Going Back to the 1800s, U.S. Leaders Have Acknowledged Abuse of Indians

On this day in history, April 9, 1830, U.S. Sen. Theodore Frelinghuysen of New Jersey, a Whig Party member, gave a long and stirring speech on the Senate floor opposing the Indian Removal Act.

Sen. Frelinghuysen is unknown today, but his speech makes it clear that there were voices of conscience opposed to this immoral law, a voice other leaders chose to ignore.

President Andrew Jackson pushed the Indian Removal Act, which eventually passed. It resulted in the massive forced removal of the Cherokee, Chickasaw, Seminoles, Chocktaw, and Muskogee-Creek from the southeastern United States to present day Oklahoma. Most notably, the Act resulted in what is known as the Trail of Tears, referring to the many indigenous people who suffered and died from exposure, disease, and starvation during the long walk.
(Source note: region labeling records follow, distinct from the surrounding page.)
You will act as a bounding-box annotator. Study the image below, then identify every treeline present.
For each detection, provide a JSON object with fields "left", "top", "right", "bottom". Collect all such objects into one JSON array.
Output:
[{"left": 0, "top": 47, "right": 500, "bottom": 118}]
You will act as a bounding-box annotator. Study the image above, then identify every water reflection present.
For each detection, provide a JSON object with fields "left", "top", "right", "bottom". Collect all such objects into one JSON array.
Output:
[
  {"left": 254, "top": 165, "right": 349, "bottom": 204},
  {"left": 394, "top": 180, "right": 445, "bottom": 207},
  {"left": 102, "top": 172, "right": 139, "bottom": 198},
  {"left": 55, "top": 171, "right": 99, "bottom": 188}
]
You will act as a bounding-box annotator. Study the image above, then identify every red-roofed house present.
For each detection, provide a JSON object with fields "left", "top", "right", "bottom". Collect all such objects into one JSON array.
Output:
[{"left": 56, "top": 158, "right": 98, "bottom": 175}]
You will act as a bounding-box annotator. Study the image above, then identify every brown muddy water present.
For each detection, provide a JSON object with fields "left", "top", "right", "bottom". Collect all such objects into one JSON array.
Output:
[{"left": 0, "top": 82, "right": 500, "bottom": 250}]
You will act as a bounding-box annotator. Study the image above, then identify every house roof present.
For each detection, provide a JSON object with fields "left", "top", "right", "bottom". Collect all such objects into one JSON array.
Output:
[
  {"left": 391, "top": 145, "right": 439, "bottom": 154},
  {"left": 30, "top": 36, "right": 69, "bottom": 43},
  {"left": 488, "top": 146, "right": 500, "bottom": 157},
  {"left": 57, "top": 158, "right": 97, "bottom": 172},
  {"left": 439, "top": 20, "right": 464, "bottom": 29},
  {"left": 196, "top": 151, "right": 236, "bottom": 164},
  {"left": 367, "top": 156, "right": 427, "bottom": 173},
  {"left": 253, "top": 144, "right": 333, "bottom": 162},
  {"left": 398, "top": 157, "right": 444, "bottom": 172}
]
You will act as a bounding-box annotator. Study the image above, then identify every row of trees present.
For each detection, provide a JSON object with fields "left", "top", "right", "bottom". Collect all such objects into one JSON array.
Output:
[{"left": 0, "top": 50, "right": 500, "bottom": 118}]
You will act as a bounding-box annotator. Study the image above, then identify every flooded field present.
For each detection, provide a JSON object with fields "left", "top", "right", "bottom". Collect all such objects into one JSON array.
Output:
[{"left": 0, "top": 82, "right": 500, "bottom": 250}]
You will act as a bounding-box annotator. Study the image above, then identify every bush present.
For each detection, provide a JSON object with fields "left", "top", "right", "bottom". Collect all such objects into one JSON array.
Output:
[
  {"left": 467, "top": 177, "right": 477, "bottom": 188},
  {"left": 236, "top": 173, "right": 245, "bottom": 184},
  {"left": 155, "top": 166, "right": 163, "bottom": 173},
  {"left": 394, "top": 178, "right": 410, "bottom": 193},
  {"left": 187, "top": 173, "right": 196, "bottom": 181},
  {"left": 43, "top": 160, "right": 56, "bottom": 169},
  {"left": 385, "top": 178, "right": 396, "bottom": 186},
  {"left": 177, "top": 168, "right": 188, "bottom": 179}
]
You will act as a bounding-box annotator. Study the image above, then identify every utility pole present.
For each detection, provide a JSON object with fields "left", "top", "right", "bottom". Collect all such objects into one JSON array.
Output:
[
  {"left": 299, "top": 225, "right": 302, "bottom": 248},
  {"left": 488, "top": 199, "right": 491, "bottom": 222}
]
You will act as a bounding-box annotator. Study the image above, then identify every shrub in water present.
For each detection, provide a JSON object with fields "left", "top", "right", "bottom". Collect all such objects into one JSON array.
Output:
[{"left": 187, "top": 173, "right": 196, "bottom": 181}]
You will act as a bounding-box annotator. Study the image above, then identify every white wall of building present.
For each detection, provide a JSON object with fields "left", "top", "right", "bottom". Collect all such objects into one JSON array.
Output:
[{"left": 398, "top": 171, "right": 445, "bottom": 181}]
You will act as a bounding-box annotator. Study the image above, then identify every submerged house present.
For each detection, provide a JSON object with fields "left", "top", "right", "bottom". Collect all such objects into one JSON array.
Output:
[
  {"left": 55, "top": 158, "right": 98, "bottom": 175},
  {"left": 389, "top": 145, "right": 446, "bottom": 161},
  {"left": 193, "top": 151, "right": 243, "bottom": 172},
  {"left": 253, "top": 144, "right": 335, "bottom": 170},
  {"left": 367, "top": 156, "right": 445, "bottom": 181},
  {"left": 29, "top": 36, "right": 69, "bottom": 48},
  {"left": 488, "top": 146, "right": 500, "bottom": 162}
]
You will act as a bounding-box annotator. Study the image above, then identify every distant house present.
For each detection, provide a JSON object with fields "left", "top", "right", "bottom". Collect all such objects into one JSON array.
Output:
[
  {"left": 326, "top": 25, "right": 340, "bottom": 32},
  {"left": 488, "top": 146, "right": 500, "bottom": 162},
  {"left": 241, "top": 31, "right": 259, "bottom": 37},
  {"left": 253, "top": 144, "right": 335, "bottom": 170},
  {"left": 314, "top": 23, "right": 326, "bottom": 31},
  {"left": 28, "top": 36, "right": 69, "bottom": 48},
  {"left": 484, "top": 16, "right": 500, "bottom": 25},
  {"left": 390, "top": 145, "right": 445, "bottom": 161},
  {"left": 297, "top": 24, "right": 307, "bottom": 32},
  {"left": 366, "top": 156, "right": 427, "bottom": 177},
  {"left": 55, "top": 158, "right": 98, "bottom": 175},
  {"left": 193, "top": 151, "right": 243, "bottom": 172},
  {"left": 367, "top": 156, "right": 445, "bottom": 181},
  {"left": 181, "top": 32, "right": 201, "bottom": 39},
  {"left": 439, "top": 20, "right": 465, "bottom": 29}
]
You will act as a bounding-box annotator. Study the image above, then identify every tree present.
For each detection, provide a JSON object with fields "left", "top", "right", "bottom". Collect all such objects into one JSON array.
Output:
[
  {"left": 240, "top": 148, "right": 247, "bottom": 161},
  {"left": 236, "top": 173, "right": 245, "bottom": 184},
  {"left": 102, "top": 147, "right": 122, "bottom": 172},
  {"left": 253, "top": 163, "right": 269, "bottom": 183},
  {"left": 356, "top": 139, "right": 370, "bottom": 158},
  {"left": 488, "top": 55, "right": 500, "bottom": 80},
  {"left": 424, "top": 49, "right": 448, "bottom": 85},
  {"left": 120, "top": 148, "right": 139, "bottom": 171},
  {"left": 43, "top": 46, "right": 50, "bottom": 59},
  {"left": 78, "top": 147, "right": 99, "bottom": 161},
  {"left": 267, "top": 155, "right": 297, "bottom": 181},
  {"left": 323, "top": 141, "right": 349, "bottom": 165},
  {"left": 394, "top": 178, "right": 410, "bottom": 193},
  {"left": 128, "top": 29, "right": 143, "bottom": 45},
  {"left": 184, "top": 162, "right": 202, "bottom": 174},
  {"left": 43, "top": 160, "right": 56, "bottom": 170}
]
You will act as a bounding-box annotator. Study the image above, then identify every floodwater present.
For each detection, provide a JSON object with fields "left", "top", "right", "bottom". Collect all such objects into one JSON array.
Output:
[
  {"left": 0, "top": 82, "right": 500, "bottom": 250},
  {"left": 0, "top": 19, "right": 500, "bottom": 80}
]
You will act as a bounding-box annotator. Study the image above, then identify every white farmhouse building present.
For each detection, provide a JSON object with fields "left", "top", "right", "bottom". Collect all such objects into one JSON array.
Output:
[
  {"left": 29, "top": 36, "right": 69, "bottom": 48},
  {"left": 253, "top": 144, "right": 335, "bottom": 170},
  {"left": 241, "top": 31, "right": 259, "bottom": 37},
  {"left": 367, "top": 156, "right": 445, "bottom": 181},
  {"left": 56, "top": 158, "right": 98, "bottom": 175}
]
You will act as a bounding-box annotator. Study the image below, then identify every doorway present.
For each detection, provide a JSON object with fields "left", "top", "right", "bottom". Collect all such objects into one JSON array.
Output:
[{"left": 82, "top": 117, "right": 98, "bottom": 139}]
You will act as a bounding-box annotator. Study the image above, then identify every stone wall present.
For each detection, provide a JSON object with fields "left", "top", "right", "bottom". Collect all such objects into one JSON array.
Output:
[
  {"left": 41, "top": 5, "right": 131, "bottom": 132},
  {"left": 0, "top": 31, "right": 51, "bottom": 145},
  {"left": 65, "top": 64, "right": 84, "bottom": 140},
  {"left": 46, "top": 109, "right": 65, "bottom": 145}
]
Frelinghuysen’s speech, excerpted in Paul Prucha’s Documents of United States Indian Policy, begins:

God, in his providence, planted these tribes on this Western continent, so far as we know, before Great Britain herself had a political existence. I believe, sir, it is not now seriously denied that the Indians are men, endowed with kindred faculties and powers with ourselves; that they have a place in human sympathy, and are justly entitled to a share in the common bounties of a benignant Providence. And, with this conceded, I ask in what code of the law of nations, or by what process of abstract deduction, their rights have been extinguished?